The Milwaukee Journal Sentinel has been truth-testing this season's political ads and, as one of the newspaper's columnists observed last week, there hasn't been much truth to be found.
The architects of our society's third stage of ownership, their minions in public office and apologists in academia like to say that all these ads are good for us, even going so far as to call them multivitamins for democracy. The more advertising the better because it creates a more informed electorate.
Excuse me, but how does a steady diet of scurrilous claims, half-truths, character assassination and outright lies leave us one bit more "informed?"
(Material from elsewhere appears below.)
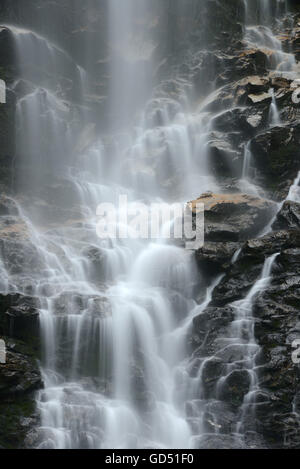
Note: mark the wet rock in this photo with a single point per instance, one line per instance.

I know, I know, the comeback of the third stagers is that voters are smart enough to see through lies and figure out who's telling the truth and who's not.
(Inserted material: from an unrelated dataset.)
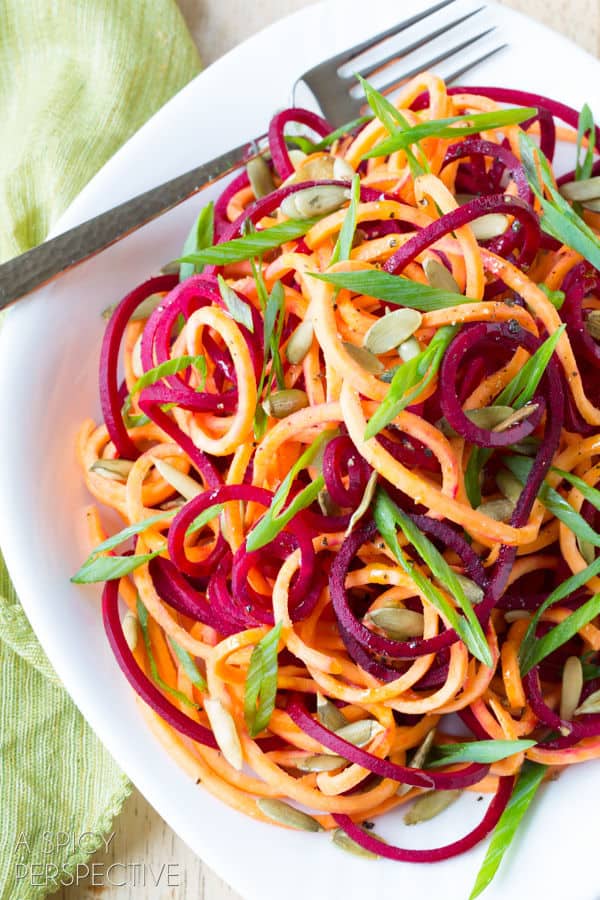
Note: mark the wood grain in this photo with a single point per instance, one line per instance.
(141, 835)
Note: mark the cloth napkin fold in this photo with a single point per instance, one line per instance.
(77, 78)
But what if no one is telling the truth? Are slander and deception and duplicity and crookedness still politically nutritious?
Lying is not new to politics. What is new is the ever-expanding ability of candidates and their surrogates to do end-runs around traditional truth meters and deliver unfiltered lies directly to voters.
In the past, politicians delivered their campaign messages through a medium. When they told a whopper, there were trained journalists who researched the statement's validity. If it was found to be untrue or even highly misleading, the claim was often never reported to us. If it was reported, it came to us with the appropriate background information allowing us to judge its truthfulness. No more.
Now if you have enough money you can bypass the truth testers and buy your way straight into voters' living rooms with a pack full of lies. You won't be held accountable. You'll even have judges bless your deed and some professor somewhere will say what you did was actually good for democracy and a godsend to the voting public.